A great blog peace from Class Teaching on every day challenge. Do read the full piece if you can on the link above, but the key strategies it goes on to discuss are:

1. Prioritise learning over performance
The reason plenaries at the end of lessons to prove to an observer that the students in the class have made progress was always a flawed measure, is that all they prove is surface learning, or performance, rather than deep learning.  Learning is mysterious, liminal and invisible. An individual lesson is the wrong unit of time over which to judge learning.  Therefore a challenging curriculum is key to challenging lessons.  It has to be Curriculum first.
2. Space it out and keep coming back
This principle also fits with one of the strategies for learning to come from cognitive science with the strongest research-evidence behind it, distributed or spaced practice.  This is the idea that if you space out your study of a principle over time you will learn it more effectively than if you learn it intensively in a short space of time.
3. Set single challenging objectives
If we are to exemplify high expectations, any objective we share with our students should set the expectation for all.  We certainly shouldn’t limit some in our class to only being about able to cope with certain aspects of the subject matter. 
4. Get them thinking hard
As Professor Coe’s first question suggests, we should plan to challenge our students as much through thought as through action.  We should plan for what we expect students to be thinking about throughout the lesson as much as what we want them to do.  As Daniel Willingham put it in his book Why Don’t Students Like School? memory is the residue of thought, therefore we need to get them thinking about the topic we are trying to communicate.  
5. Know thy subject
If we are to truly challenge our students then we need to have absolute confidence in our own base of knowledge.  Research demonstrates that a deficit in teacher subject knowledge can be a barrier to students achievement
6. Challenging vocabulary
A central tenet of teaching should be that we use the rich language of the subjects we teach.  We should avoid at all costs the temptation to dumb down our language for fear that using the proper terms will terrify our students.  However, if we are to successfully create a classroom rich in historical language, we need to explicitly teach this words.  
7. Set the benchmark early
Use those first few lessons with a class to set the bar of expectation high and handsome.  Show them what you believe students in your class are capable of and get them to produce something similar.  This is useful in a number of ways.  It is something you can return to throughout the year (perhaps the dark days of early January) to demonstrate what they can do when they really put their minds to it.  It also establishes where the bar is in your classroom nice and early.  We know students tend to meet the expectations we have of them so start as you mean to go on.   
8. Share excellence
Once excellence has been achieved and created, make sure it kept and shared.  It is important students understand the level you expect and that the level is achievable within the context of your classroom or department.  The aim should be to immerse them in this excellence through displays and teaching strategies. 
Reflective Questions 
  • Do you plan for students to regularly get stuck and struggle in your classroom? 
  • Do you have high expectations of all the students you teach?
  • Is your subject knowledge strong enough to stretch your students with confidence?
  • How do you ensure students retain what you teach in their long-term memories and retrieve this regularly?
Posted by Chris Runeckles
Extra reading
John Sweller, Cognitive load theory, learning difficulty, and instructional design, Learning and Instruction Volume 4, Issue 4, 1994
Soderstrom and Bjork, Learning Versus Performance, An Integrative Review, Perspectives on Psychological Science, 2015, Vol 10, P176-199
John Dunlosky, Strengthening the Student Toolbox: Study Strategies to Boost Learning, American Educator 2013
Willingham, Why Don’t Students Like School
Coe et al., What Makes Great Teaching?
Bringing Words to Life, Beck, McKeown and Kucan
Chip Heath and Dan Heath, Made to Stick: Why Some Ideas Take Hold and Others Come Unstuck

Tuesday, 17 April 2018

April 2018 INSET - Cognitive Load Theory




We’ve all been there.
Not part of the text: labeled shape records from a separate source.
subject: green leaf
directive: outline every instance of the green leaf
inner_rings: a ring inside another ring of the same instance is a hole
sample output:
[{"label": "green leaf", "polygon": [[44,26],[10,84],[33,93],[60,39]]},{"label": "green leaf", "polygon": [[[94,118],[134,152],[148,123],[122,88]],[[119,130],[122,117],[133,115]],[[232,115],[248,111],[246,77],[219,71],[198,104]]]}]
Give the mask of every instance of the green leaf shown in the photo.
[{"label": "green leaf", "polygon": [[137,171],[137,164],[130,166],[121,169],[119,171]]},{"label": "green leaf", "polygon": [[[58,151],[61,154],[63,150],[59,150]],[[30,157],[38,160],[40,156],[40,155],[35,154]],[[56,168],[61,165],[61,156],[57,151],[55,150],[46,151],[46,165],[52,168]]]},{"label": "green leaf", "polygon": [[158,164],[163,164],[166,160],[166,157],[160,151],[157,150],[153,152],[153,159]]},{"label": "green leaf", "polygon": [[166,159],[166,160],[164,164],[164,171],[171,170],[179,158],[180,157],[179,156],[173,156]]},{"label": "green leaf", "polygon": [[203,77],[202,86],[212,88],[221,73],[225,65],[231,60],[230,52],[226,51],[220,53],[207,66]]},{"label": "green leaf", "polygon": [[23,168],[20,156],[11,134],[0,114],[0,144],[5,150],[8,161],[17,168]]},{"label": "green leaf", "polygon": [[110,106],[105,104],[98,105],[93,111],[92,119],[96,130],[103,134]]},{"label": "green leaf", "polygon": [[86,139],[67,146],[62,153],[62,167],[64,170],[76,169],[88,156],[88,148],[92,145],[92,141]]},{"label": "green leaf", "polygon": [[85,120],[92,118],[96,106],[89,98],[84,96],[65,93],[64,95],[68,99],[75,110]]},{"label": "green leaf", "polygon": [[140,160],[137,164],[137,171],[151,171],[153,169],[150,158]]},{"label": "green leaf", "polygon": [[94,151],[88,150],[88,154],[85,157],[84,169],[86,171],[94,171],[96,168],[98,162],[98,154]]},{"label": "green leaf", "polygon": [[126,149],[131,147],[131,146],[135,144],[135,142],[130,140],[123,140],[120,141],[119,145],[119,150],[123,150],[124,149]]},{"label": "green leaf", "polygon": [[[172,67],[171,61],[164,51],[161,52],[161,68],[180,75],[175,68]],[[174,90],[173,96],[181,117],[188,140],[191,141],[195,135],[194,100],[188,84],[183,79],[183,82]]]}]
Carefully thought through a brilliant activity designed to push pupils, only to observe the resulting car crash in despair. Either pupils lack the resilience to engage with independent thought without constant teacher intervention or what little they actually end up learning requires you to spend the next lesson (time you don’t have!) re-teaching the material. In this session I’ll run through some of the most widely accepted theories of “cognitive overload” and how, if certain practices are incorporated into your teaching repertoire and SOWs at KS3 a really challenging curriculum can help pupils learn, increase pupil motivation, and also be a real joy to teach. There will also be some time to discuss ideas with colleagues and think through what it might all mean in your own subject.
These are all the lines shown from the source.